Ret. Col. Ken Frankenbury of Hopewell Township will sing the national anthem. Relatives of Moslener will place a wreath at the tombstone.
Henry will read names of area Beaver County veterans who served at Pearl Harbor during World War II, though none of them died there.
The Rev. Dr. William Silver of Chippewa Township, a Vietnam veteran and retired pastor at Bridgewater Presbyterian Church, will speak and offer a benediction.
Fisher will deliver closing remarks. Frankenbury will sing "God Bless America."
Mike Harcher of Center Township will sound the bugle call Taps.
Fisher, who researches histories of local servicemen killed or missing in action, plans Saturday to also remember Petty Officer 3rd Class Stephen John Anzio Jr. who grew up on Sixth Street in Beaver.

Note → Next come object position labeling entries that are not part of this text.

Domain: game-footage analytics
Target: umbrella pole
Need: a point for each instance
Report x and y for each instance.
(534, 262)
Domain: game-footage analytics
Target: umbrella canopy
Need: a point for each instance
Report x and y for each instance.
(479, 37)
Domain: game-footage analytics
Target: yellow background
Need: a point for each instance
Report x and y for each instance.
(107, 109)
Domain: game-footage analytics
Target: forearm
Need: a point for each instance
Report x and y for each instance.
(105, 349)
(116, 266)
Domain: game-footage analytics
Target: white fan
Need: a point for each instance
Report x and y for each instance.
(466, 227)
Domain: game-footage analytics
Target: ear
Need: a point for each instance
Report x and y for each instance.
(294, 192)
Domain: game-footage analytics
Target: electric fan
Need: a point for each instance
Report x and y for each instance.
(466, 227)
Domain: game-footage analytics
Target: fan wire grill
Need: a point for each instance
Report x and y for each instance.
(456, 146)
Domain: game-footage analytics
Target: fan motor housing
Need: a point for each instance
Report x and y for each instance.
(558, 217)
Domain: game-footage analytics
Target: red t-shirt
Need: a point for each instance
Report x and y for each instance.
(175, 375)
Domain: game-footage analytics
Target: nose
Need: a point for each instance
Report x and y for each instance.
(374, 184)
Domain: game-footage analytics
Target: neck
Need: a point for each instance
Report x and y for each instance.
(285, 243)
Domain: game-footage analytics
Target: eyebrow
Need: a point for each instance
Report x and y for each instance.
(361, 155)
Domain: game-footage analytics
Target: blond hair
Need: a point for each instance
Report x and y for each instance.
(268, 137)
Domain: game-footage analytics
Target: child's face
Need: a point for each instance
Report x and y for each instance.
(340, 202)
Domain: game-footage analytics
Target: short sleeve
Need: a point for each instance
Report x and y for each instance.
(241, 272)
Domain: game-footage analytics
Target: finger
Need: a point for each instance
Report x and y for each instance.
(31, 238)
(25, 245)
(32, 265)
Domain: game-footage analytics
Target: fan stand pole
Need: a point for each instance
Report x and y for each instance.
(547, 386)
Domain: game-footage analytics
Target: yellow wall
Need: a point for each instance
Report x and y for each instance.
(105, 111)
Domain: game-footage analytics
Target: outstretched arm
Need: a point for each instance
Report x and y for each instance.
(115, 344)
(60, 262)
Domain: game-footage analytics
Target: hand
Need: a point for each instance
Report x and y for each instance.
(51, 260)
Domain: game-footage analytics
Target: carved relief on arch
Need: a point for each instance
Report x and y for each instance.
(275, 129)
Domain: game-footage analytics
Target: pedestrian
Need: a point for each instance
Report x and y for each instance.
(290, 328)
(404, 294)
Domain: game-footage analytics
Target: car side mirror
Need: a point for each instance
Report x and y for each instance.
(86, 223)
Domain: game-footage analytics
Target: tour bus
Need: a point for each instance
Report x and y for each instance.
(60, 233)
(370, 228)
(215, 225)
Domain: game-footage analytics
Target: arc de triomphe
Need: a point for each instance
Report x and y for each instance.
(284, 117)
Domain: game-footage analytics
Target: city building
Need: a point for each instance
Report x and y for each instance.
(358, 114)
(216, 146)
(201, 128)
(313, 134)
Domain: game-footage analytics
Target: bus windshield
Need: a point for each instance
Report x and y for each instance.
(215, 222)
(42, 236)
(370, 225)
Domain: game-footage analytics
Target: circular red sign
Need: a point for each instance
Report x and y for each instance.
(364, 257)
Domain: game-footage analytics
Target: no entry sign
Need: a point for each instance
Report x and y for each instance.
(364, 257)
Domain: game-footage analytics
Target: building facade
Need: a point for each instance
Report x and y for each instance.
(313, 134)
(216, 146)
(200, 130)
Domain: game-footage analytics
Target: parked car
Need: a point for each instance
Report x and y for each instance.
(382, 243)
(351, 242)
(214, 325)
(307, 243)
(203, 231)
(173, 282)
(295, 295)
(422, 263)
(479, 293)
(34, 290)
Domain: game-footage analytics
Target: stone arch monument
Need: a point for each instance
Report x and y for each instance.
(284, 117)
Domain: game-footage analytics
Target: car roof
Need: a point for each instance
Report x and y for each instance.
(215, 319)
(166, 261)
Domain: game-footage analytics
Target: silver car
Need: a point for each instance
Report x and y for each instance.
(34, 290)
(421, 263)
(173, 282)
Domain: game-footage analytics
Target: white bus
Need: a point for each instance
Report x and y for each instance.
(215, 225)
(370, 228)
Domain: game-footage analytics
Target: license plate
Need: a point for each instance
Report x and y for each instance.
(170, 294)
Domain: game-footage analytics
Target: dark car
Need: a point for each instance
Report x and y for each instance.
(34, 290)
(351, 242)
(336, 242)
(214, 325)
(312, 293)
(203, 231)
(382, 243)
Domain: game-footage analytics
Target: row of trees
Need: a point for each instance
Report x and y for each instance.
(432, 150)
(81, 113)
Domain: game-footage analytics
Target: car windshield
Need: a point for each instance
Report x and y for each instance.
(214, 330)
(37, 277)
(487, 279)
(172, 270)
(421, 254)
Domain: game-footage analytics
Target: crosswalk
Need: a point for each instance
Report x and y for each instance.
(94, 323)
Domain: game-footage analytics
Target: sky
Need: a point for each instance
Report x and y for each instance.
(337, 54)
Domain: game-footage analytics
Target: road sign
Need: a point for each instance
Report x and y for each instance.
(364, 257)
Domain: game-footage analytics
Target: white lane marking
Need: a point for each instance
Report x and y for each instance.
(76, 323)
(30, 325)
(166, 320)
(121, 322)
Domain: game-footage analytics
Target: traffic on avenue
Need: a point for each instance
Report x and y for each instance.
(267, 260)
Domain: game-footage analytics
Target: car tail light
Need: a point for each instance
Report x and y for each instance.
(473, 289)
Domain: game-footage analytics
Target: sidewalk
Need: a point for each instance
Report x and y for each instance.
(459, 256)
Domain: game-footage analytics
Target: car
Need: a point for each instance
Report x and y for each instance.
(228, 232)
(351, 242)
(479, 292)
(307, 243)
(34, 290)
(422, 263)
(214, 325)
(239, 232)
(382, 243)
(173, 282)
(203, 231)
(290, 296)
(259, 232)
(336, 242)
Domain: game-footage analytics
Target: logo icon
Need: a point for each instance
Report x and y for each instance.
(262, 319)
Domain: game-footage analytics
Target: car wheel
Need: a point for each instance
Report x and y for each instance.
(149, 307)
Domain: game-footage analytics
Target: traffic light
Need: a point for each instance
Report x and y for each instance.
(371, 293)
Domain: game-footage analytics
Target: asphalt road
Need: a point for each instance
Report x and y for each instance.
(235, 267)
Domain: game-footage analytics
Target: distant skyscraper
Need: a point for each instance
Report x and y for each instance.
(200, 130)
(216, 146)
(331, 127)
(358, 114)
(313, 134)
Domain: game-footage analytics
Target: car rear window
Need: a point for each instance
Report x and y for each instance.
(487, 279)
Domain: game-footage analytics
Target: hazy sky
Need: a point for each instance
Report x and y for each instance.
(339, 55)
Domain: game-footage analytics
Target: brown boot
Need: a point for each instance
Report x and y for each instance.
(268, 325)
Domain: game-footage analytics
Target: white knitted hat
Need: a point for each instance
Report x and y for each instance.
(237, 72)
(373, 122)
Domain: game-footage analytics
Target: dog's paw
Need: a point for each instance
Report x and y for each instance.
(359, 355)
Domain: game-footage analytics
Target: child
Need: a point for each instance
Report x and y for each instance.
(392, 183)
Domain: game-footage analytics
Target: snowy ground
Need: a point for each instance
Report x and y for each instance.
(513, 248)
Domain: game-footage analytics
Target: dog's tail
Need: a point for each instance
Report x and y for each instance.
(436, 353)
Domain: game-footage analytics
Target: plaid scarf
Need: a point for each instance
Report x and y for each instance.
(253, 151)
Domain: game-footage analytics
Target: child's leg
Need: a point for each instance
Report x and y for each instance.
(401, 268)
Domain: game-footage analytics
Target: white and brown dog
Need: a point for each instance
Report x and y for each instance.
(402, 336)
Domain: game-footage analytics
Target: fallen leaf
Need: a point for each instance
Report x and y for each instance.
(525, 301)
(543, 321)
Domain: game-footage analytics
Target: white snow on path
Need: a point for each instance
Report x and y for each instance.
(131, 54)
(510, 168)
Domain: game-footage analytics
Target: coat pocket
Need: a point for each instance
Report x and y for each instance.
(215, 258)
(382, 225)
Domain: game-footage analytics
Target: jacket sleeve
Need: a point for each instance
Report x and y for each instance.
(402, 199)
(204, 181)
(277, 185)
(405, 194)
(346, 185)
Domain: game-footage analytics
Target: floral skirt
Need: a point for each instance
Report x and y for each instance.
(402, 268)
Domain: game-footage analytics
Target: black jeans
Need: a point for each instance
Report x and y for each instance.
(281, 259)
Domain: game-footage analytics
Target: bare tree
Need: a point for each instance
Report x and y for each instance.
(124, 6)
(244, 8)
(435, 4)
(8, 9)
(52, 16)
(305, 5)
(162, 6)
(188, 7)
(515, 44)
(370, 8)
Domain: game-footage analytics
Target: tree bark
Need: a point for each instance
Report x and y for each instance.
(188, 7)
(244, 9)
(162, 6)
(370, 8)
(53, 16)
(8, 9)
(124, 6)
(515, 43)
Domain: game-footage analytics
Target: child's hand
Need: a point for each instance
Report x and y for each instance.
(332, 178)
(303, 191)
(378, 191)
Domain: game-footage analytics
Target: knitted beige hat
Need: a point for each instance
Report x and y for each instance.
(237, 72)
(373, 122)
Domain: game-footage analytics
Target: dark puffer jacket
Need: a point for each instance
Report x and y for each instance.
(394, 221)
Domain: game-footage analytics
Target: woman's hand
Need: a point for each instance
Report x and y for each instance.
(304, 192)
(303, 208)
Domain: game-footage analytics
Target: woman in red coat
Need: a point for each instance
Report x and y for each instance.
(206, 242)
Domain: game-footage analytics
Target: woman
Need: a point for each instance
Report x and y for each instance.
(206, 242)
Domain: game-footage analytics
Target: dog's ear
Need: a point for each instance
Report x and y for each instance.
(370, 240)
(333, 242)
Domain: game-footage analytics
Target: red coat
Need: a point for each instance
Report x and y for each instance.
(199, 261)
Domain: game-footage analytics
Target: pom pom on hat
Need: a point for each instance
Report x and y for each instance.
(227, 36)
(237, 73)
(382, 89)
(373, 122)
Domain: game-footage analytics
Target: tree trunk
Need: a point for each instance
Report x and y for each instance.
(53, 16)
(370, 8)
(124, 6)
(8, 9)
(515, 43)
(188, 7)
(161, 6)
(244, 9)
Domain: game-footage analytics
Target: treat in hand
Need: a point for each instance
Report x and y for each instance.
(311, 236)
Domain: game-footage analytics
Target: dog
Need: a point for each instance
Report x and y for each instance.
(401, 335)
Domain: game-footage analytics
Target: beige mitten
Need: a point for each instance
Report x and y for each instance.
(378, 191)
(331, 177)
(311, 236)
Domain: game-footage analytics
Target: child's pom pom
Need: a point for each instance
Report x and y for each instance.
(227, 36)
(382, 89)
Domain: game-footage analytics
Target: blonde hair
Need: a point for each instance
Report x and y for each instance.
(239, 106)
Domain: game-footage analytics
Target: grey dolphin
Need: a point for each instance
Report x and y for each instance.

"I want to mention him so that he is not forgotten," Fisher said.
Anzio joined the Navy after graduating in 1942 from Beaver Area High School.
"Eight days after his 19th birthday he was killed," Fisher said.
Anzio served as a radioman and tail gunner aboard a Douglas SBD Dauntless dive bomber, Fisher said, stationed on a small, aircraft carrier off the Azores Islands, an archipelago in the North Atlantic Ocean.
"They were escorting a convoy of empty supply ships back to the United States," Fisher said. "At some point they were pulled off on patrol duty."
On July 19, 1943, the plane with a pilot and Anzio aboard crashed into the Atlantic.
"Could have been shot down, could have run out of gas, could have had mechanical failure, Lord only knows, but they were gone," Fisher said. "Another ship went into immediate search for them for over an hour. They found nothing but two pieces of the airplane."
Anzio was the eldest child of Stephen and Anna Faye Mantz Anzio.
Fisher said if any of his relatives still reside in the area, he would like them to participate in Saturday's memorial tribute.
"I personally would like to see them included," he said.
Americans must remember those who served, Henry said.
"We have to live up to their ideals and what they stood for every day."